When I first published “Fresh water,” Global population is 6.5 billion with 49% urban, mainly located on coastal plains. Now 8 billion with 57% urban and expected to reach 8.5 billion by year 2030 with 63% urban. 552 cities The world’s population now exceeds 1 million citizens.

Under ideal circumstances, this urban migration could provide our people with jobs, clean air and water, transportation, housing and education, health care, safety and security. However, without investment, this can be a deadly trap.

Clean, safe water is fundamental to maintaining the health and productivity of these city dwellers. Investing in water infrastructure, according to OCED, yields a Return on Investment 3 out of 1. So money should be easy to find. But not so. And not because of a lack of science or technology. It’s a matter of preference. For example, US citizens managed to find 16 billion a year to buy bottled water, hardly better, and sometimes even worse, than regular tap water.
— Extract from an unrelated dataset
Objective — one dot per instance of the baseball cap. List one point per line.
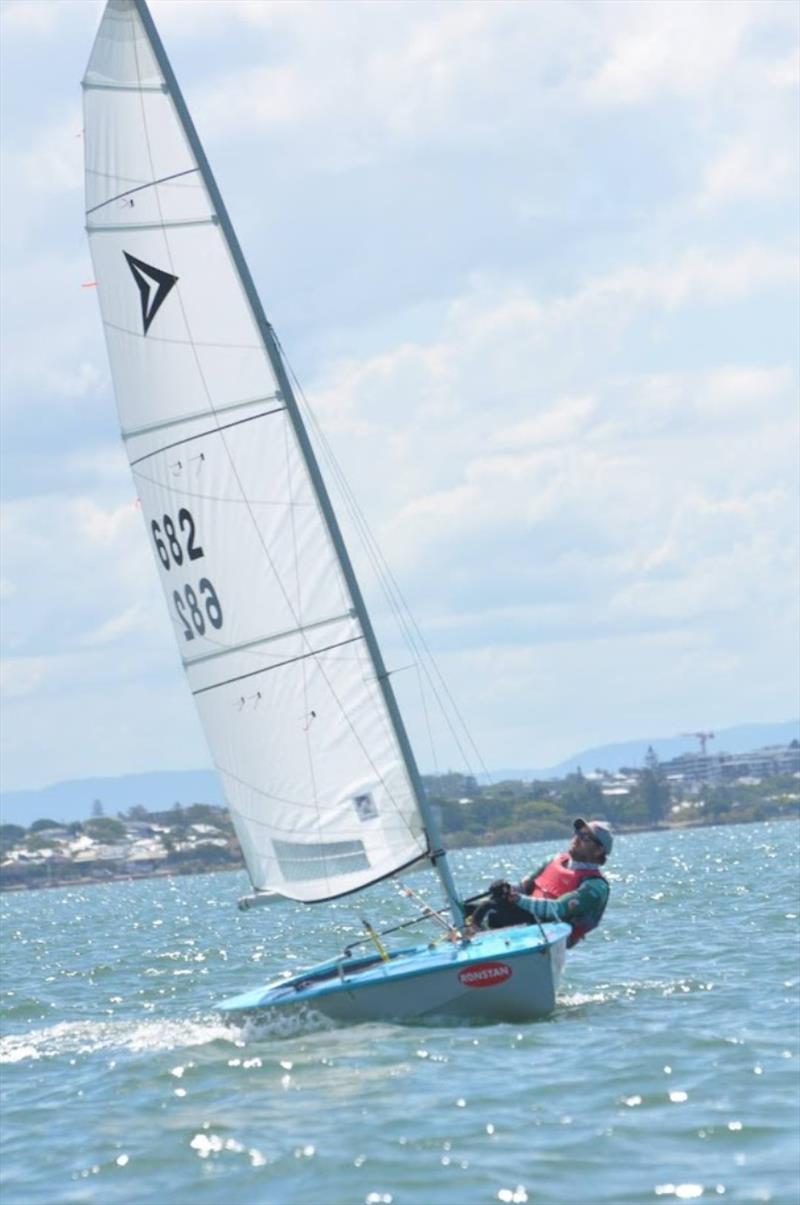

Robin Wall Kimmerer, In her novel, Sweet Grass Braid, she writes: “Among our Potawatomis, women are the Guardians of the country. We bring sacred water to ceremonies and act on its behalf. My sister said: “Women have a natural affinity for water, for we are all bearers of life. ‘We held our babies in the inner ponds and they were born on a wave of water. It is our responsibility to protect the water source of all our relationships.’”

When it comes to planetary health, it’s the respect, common sense and imagination we need to deliver results faster and better than AI. Planetary health requires streamlined priorities and changing human behavior like the recent trend away from huge, dangerous and disruptive hydroelectric power projects like the Three Gorges Dam in China. Country. People today rely on hydroelectric projects to 16% of the world’s energy. That’s good in that it’s renewable and reduces carbon emissions. But its impact on the environment, replacing people and animals with dam construction, and playing a role in catastrophic disasters when dams fail, has been criticized.

In response, a simple solution called “storage pump” are rapidly replacing giant dam projects. The system is very simple – two reservoirs, one high and one low. When energy usage is low, water is pumped into the upper reservoir. When demand is high, water is allowed to flow into the lower reservoir through turbines that generate the required energy. Places like China, which is focused on hydroelectricity, have already moved 80% of their future projects to “pumped storage” because it is fast, safe and efficient, and can “provide a flexible backup project for wind and solar”. The key insight is that the reservoir system acts like a battery, storing potential energy ready to go on demand without the additional cost of storage.

The knee is so dependent on scientific creativity that allows us all to get out of trouble. Before giving the green light to the next generation of billionaires, we should intelligently ask two questions: What does it mean? and What’s Best for All Americans’ Health?

To be fair to Tom Friedman, he cautions against putting all our eggs in the science basket without tightening regulations that support “replicated sustainable values”. However, his final words do not encourage confidence based on history and past achievements. As he put it, “God save us if we have the divine power to divide the Red Sea but cannot extend the Ten Commandments.”

Mike Magee MD is a medical historian and author of “GREEN CODE: Inside the Medical-Industrial Complex.”